This blog post was written by Inderjit Singh as part of the Deepchecks Community Blog. If you would like to contribute your own blog post, feel free to reach out to us via firstname.lastname@example.org. We typically pay a symbolic fee for content that’s accepted by our reviewers.
The failure analysis, in general, is a technical procedure used to investigate the root cause of the failure of a specific product, equipment. It can be caused by an unintentional mistake that was made during the designing period, or any new unforeseeable problem that has hindered or reduced the ability of the product to execute its intended purpose. Much like in Machine Learning it’s as important in any other field to perform failure analysis in order to create a production-capable pipeline that is reliable and robust. Here, we discuss various types of failures that can occur in a Machine Learning pipeline, and some of the open source implementations available to prevent or mitigate such failures with the least overhead.Let’s first look into the types of failures that can occur in a production pipeline.
Types of Failure There are different types of failures in ML systems. We will look at the top three types I have encountered in my Machine Learning deployment experiences.
As the name suggests, performance failures are failures that are caused by the presence of specific sub-groups in the dataset that remain hidden with the use of basic techniques. E.g. presence of bias towards specific population minorities in dataset is not detected by basic EDA process This can lead to the introduction of bias against a specific subgroup or underfitting for the same. The most common cause of performance failure is usually a poor understanding of the domain and a poorly implemented EDA process, that was not thorough enough to determine the presence of the subgroups in the underlying dataset. There is significant literature available on the types of bias and the possible remedies. Some of the significant types of biases are listed in the image below:
A good example of performance failure is a personalization model in an e-commerce website where we decided to work with short-term data for personalized recommendations, with the objective of increasing the click-through rate. Now if our training, validation, and hold-out set are all part of the same small sample (i.e., Taking into consideration only the dataset for a small time duration), we might end up creating a model that only takes into consideration short-term trends in user behavior and end up reducing engagement in the longer run since we are only taking a small sub-sample of the dataset.

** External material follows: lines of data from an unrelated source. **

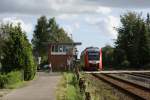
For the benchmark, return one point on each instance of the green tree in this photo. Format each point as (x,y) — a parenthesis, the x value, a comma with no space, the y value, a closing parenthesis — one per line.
(40,35)
(47,31)
(18,52)
(132,41)
(144,49)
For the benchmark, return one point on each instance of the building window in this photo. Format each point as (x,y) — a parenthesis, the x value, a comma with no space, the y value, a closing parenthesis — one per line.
(60,48)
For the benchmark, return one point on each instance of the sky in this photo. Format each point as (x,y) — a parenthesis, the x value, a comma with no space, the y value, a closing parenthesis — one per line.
(91,22)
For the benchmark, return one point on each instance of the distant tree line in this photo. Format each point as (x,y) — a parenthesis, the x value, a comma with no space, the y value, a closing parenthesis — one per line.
(47,31)
(16,51)
(132,46)
(18,54)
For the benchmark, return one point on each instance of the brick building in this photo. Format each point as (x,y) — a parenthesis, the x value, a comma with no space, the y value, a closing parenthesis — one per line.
(62,54)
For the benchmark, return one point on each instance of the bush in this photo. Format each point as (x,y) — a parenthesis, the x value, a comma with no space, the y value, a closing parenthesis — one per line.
(125,63)
(6,80)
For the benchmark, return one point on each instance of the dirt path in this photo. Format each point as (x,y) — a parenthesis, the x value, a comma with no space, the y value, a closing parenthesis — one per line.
(41,89)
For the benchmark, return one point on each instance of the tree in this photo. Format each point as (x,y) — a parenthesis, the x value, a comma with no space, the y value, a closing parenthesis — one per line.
(40,35)
(144,49)
(132,41)
(47,31)
(18,52)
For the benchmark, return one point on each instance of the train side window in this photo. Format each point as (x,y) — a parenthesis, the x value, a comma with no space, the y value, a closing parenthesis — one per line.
(60,48)
(53,48)
(56,48)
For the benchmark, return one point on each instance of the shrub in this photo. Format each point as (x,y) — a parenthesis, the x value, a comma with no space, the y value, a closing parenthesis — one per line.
(6,80)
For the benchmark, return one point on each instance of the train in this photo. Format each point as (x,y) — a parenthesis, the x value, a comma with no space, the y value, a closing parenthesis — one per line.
(91,59)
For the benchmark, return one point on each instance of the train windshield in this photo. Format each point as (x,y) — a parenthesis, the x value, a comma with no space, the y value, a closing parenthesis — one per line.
(93,55)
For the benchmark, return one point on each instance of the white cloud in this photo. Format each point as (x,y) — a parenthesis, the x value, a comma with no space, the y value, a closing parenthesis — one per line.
(27,27)
(66,16)
(103,10)
(70,28)
(104,24)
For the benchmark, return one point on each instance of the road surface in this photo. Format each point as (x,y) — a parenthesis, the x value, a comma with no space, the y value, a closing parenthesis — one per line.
(43,88)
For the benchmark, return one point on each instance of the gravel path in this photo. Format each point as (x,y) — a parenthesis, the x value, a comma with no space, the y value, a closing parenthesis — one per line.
(41,89)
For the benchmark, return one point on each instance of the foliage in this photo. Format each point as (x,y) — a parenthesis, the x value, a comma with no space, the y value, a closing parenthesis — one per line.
(68,88)
(47,31)
(17,52)
(132,44)
(7,80)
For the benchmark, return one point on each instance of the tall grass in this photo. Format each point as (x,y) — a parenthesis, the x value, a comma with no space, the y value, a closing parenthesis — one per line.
(11,79)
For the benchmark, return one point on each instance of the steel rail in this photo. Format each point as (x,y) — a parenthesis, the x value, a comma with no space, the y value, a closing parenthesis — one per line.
(130,87)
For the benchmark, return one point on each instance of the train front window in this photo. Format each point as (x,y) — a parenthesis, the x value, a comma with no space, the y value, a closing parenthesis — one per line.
(93,55)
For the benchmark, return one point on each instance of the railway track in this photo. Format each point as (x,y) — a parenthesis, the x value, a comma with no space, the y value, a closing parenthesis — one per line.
(139,91)
(141,75)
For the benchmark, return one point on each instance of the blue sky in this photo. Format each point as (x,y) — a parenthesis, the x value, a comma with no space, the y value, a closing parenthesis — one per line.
(91,22)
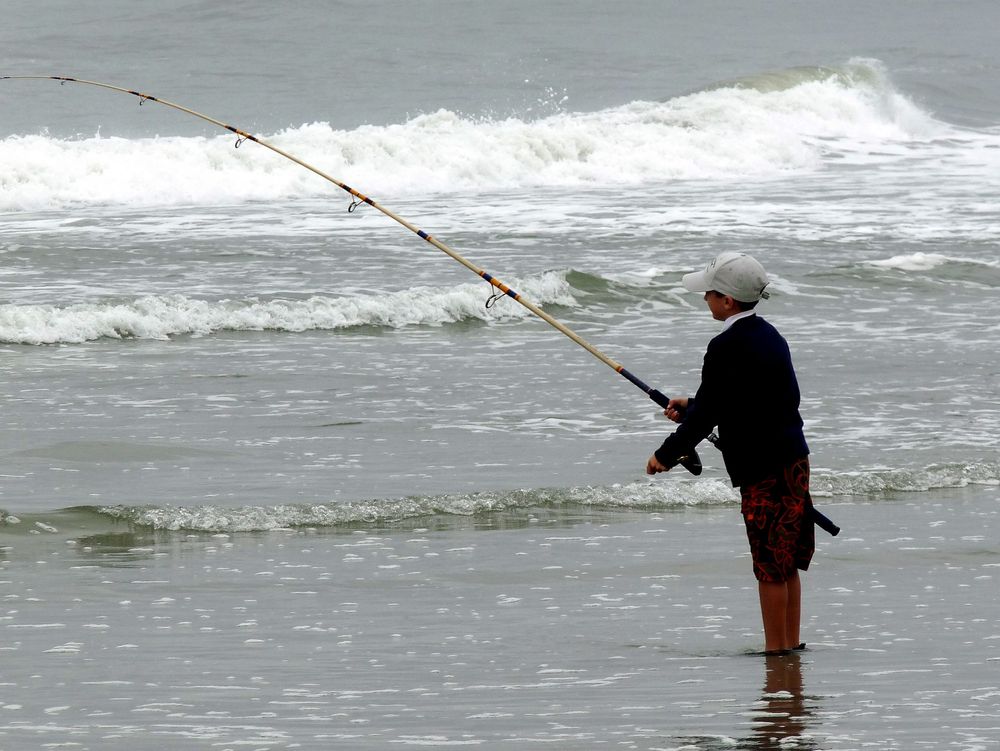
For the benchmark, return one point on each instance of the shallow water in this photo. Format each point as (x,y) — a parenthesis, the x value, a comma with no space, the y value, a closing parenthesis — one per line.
(574,629)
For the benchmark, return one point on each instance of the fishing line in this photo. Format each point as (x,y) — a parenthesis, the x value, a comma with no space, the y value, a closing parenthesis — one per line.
(691,462)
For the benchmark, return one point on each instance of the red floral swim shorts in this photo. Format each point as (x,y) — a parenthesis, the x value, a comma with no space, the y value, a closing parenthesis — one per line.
(779,523)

This type of failure is referred to as an inconsistent behavior of a model usually without any warnings due to validity violations of features. For example, computer vision models are sensitive to the resolution of the incoming images. If a proper validation is not created in the pre-processing pipeline, we are likely to get inconsistent results from the very same model that was able to achieve great accuracy in the development process. In testing environments and development cycles where we have a defined set of datasets, we are less likely to encounter inconsistent values as the dataset is coming in from a finite range. In production, however, we can have erroneous inputs (for the cv model, it can be a higher or lower resolution image) that can cause silent failures and unpredictable results in the training or prediction pipeline. Some simple checks in a data pipeline for failure prediction in Machine Learning can be:
– Feature values must have a specific range when coming in.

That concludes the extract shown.